SAN JOSE, Calif. — These days, a rolling pageant of glittering new data objects includes data planes, data fabrics, data streaming and more. It’s almost enough to make you forget about the shiny object of just a few years ago: the Hadoop data lake architecture.
But plenty of data teams are still working hard to successfully implement real-life Hadoop data lakes — ones that underlie many organizations’ hopes for better predictive analytics and maybe even artificial intelligence.
Such was one of the lessons from Hortonworks’ DataWorks Summit 2018. That is where people like Sudhir Menon told the story behind big companies’ moves to use their data hoards for digital transformation — as seen at tech-infused upstarts, like Airbnb and Uber.
The journey that Menon, vice president for information management at hotelier Hilton Worldwide, described includes a Hadoop data lake architecture as an integral part.
“We have a lot of information in different formats, and we are bringing that into the data lake. Every [data] entity from every channel is coming into the lake now,” Menon told a conference session audience.
The Hadoop data lake architecture has formed a basis for a potential consumer application — a new digital key app that allows Hilton Honors program guests to, in effect, check themselves directly into their room, he said.
Still, this will be a multiyear project, Menon noted. The project, which seeks to incrementally build out the Hadoop-based Hortonworks Data Platform (HDP) into a new repository for enterprise data, began about two years ago and is now moving toward going live, with many more “agile sprints” ahead, according to Menon.
The system employs a variety of tools beyond HDP, including WSO2 API management, Talend integration and Amazon Redshift cloud data warehouse software.
Populating the data lake
For Menon’s teams, populating a data lake means transforming assorted ingested data into JSON events with a microservices architecture.
The transformations are a first step in a data-refining process. The experience of many data lake users has shown data has to be sorted into some sensible format as soon as possible if it is to be used with BI tools by business analysts, although raw data versions are still preserved for experimental data scientists.
Menon emphasized, while this “renovation and innovation” project supports data science, it also provides a new foundation for leaner everyday data reporting. He said, during the course of the project, Hilton has decommissioned 380 dashboards for management reporting and replaced them with a more compact roster of 40 dashboards.
What price, data democracy?
For companies like Hilton, with years of legacy data, Hadoop data lake architectures can require significant effort.

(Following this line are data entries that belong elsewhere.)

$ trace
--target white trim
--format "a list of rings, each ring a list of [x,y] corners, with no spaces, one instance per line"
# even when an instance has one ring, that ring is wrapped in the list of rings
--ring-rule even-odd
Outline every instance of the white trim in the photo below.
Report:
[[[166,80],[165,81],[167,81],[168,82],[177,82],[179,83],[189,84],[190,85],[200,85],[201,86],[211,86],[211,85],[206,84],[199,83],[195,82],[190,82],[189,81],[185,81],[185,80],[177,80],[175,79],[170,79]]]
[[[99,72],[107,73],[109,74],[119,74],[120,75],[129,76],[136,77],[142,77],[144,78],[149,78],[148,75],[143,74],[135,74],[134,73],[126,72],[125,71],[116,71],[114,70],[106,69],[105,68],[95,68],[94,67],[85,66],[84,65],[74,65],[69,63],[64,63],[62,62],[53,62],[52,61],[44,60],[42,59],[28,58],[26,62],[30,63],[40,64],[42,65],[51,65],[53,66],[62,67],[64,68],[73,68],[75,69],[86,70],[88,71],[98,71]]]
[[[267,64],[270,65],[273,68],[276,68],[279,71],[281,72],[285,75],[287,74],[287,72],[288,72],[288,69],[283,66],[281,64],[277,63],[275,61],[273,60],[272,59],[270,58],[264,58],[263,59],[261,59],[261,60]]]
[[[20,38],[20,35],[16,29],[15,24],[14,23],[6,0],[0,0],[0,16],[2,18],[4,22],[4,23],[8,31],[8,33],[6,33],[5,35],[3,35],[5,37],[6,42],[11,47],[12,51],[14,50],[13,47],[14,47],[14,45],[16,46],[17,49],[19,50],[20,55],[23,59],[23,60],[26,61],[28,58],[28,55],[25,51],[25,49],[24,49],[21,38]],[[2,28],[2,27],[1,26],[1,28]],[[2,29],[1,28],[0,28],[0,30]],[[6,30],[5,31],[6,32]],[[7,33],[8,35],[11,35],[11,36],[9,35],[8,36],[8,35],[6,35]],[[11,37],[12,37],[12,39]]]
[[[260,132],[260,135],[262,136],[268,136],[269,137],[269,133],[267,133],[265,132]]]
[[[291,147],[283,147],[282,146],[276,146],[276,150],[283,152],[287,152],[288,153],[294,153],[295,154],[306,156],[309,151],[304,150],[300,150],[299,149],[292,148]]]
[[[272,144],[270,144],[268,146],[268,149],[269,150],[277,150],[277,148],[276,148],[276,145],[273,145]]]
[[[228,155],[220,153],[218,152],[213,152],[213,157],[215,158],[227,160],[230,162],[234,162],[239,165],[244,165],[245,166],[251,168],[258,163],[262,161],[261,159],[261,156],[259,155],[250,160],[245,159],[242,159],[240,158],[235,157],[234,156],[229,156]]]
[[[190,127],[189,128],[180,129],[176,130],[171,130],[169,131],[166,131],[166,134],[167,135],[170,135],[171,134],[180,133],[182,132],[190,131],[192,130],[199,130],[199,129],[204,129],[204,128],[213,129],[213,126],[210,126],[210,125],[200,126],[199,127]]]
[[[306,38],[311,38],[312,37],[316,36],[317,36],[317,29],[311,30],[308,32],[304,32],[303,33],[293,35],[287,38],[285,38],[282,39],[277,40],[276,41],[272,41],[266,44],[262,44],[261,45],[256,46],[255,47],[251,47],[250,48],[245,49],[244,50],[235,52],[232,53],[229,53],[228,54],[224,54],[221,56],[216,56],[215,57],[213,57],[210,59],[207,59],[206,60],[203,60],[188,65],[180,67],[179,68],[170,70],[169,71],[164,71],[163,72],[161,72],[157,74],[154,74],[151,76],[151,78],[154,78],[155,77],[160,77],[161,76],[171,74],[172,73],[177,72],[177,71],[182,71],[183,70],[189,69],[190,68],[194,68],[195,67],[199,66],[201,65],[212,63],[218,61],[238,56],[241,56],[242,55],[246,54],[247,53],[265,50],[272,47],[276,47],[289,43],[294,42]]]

Another data lake project is underway at United Airlines. At DataWorks, Joe Olson, senior manager for big data analytics at the Chicago-based airline, recounted a move to a new big data analytics environment that includes a data lake, along with a “curated layer of data.”
Olson described the significant work required to connect existing Teradata data warehouse analytics with pieces of Hortonworks’ platform.
Sudhir Menonvice president of information management at Hilton Worldwide
“Moving small data sets is trivial … but we don’t yet have a good way to handle large data sets of certain types,” Olson said in a session on big data at United.
In yet another session, which was whimsically entitled “The Curious Case of Data Lake Redemption,” Shivinder Singh, a database architect and engineer at Verizon Wireless, based in Basking Ridge, N.J., described issues the telecom giant encountered as it opened up a Hadoop data lake to a wider group of analytics users.
Singh described differences in block file sizes in Hadoop data lakes versus single-client implementations that can bring about garbage collection issues with observable performance impact. He said his teams worked with Hortonworks to address such issues in its data lake buildouts.
Despite such implementation issues, he emphasized, the Hadoop platform has helped drive diverse analytics advances, as Verizon evolved its architecture to deal with bigger and evermore variegated amounts of data.
Sampling the data fabric
While the Hadoop data lake architecture was meant, in part, to reduce data silos in organizations, the reality has been that several data lakes may arise, becoming silos in themselves. At its user event, Hortonworks expanded on its recent discussions of data fabric architectures, meant to mesh varied data lakes and other data framework components.
The company’s Hortonworks DataPlane Service (DPS) is an example, being a software layer that handles governance and data management for multiple data lakes.
Like other products from vendors that once focused solely on Hadoop Distributed File System data storage, DPS supports a variety of storage formats, including cloud object storage.
“The data fabric is an idea that has been around and has evolved to encompass the reality that, going forward, these systems will be hybrids of on-premises and public cloud systems and, eventually, will be on multiple clouds,” said Doug Henschen, an analyst at Constellation Research, in an interview
That could mean that, while the data lake may continue to find use, it may not actually be a Hadoop data lake architecture, Henschen said.
“Now, companies want the data lake concept to encompass more than just Hadoop,” he said.